From what I’ve read about boot netting rules, cash in your pocket is not like-kind to mortgage debt. By not replacing debt from time of sale to time of purchase, you may have inadvertently had a taxable event.

I looked for a definitive resource, and short of the IRS decisions, I was unable to find any to attach here. But, debt replacement is, at least generally, mentioned on 1,000’s of exchange sites… why would they mention it if it was not a ‘typical’ requirement…

We are definitely on a fringe exchange point… not many investors choose to decrease their leverage or have the resources like yourself to do so.

If you have a resource that says otherwise, I’d be interested… great topic though… this is a very respectable forum…
Starke

Here is where you and I diverge.

First, there is no debt relief in a delayed exchange. If you and I swap properties (a direct exchange), you assume my mortgage, and, I assume yours then your assumption has relieved me from liability for my mortgage. If the amount of debt I assume on your property is less than the amount of debt you have assumed on my property, then the exchange has given me a reduction in the amount of debt for which I am liable. In this instance, the net debt reduction is my debt relief and is taxable to me as mortgage boot.

In the delayed exchange, I am not getting any portion of debt on the relinquished property forgiven. Instead, the entire mortgage balance is paid off at settlement, thus there is no debt to gain relief from.

Secondly, even though the mortgage has been paid from the proceeds of the sale, there is no decrease in investment levels. Remember that the value of the replacement property must equal or exceed the value of the relinquished property for a valid exchange.

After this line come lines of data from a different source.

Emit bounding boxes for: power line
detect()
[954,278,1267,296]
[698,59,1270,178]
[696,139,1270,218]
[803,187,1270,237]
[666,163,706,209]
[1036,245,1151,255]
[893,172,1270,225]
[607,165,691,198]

Example. Let’s say I have a $100K property with a $25K mortgage balance that will be the relinquished property in a 1031 exchange. Ignoring closing costs and exchange fees, let’s say I have $75K in my exchange escrow account after I settle on this property. I have identified a $200K replacement property that I can get for $125K provided I make a sizable, non-refundable earnest money deposit of $50K. I do this, taking $50K out of pocket when the contract is ratified. To complete the exchange, my escrow agent empties the exchange escrow account and deposits $75K with the settlement attorney. After settlement, I now own the replacement property free and clear.

Even though paying off the mortgage on the relinquished property reduced the exchange funds to only $75K, the value of the replacement property was still greater than the relinquished property, AND, all the exchange funds were applied to the replacement property acquisition. My exchange is intact – there is no reduction in investment level.

BANG!

that was my head exploding

OK, Mark, I will stop. This horse is already dead.

lol… I just think that it’s scarry that we made Data’s head pop…

and I was just getting some coffee in…

This is not to beat a dead horse… ::slight_smile:

Dave is correct.

What good is it having a resource center if you can’t go to people for advice? Shot out a few emails and…

They agreed that if you replace debt with cash (investment for investment), therefore, there is not debt reduction boot.

Apologize, this was past my peter point… wanted to set it right.

mcwagner… hope that this doesn’t make your head explode again… :slight_smile:

Pbbbbttttthtt (think the noise a balloon makes when you let it go)

exploded and deflated.

Dave is right on the money. You can replace debt with cash. One of the examples contained in Section 1.1031 of the Department of the Treasury Regulations actually covers this.